Pull over relevant JS libraries, including colors{}, dirs{} and polar{}. It should be a hybrid of the CD project and the fishing game's libraries, so should also include time{}, which should really be a package if feasible to reduce confusion.
Create an index file that loads all libraries basically identically to the fishing game.
Create starmap{} to aggregate everything together -- objects should be prefixed with it as well for different types of maps.
NOTE: DON'T chunk and don't use angles, there's no point if the map is flat.
This isn't going to be an actual sphere, it'll be more an approximation of one where the x axis and y axis loop. Unless that looks horrible or doesn't work right.
Create sphere{} with .data[x].
Add sphere.create(obj). In here the current variable should be a tpv (tiles per view).
Chunk up 360 degrees in either direction by 2*tpv to get settable tiles in data{}.
Create .set() and .erase() functions to set stuff in the tile. I guess for now allow syms, bgs and xcolors.

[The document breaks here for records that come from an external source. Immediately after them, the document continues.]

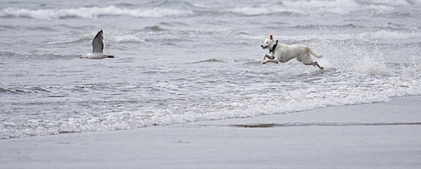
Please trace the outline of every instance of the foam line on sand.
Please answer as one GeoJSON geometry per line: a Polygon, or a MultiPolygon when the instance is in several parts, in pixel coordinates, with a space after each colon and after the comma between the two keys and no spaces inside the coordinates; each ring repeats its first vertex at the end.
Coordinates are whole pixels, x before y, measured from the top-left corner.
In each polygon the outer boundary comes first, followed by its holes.
{"type": "Polygon", "coordinates": [[[4,139],[0,168],[421,168],[420,103],[4,139]]]}

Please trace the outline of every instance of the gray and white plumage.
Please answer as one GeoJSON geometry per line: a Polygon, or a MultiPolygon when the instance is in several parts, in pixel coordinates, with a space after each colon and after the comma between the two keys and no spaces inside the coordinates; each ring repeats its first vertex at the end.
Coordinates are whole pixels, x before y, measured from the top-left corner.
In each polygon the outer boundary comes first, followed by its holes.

Create .set_coord(coord) -- this sets the viewpoint coordinate, which is an x and y, though modified based on chunking and the angle settings. Round to the nearest chunk.
Create .render(). Given an internal coord and sphere size, form a circle around it and render tiles accordingly, with a modulo of 360 on both angles.
Rotation
Create .pitch(amt) and .yaw(amt)
pitch adjusts the y coordinate while yaw adjusts the x coordinate. These can be negative. Roll doesn't make sense since this isn't an actual sphere and the math is probably pretty complex, and then also the orientation would end up being wrong and other nonsense.
With both of these, render after that step.
Add buttons to pitch and yaw, both and then have an input in the middle to set the amount (angle).
The angle here should be rounded to the appropriate chunk size.
Assuming everything looks reasonably good I can stop here. Otherwise I'm probably going to have to render an actual sphere and look up the math on that.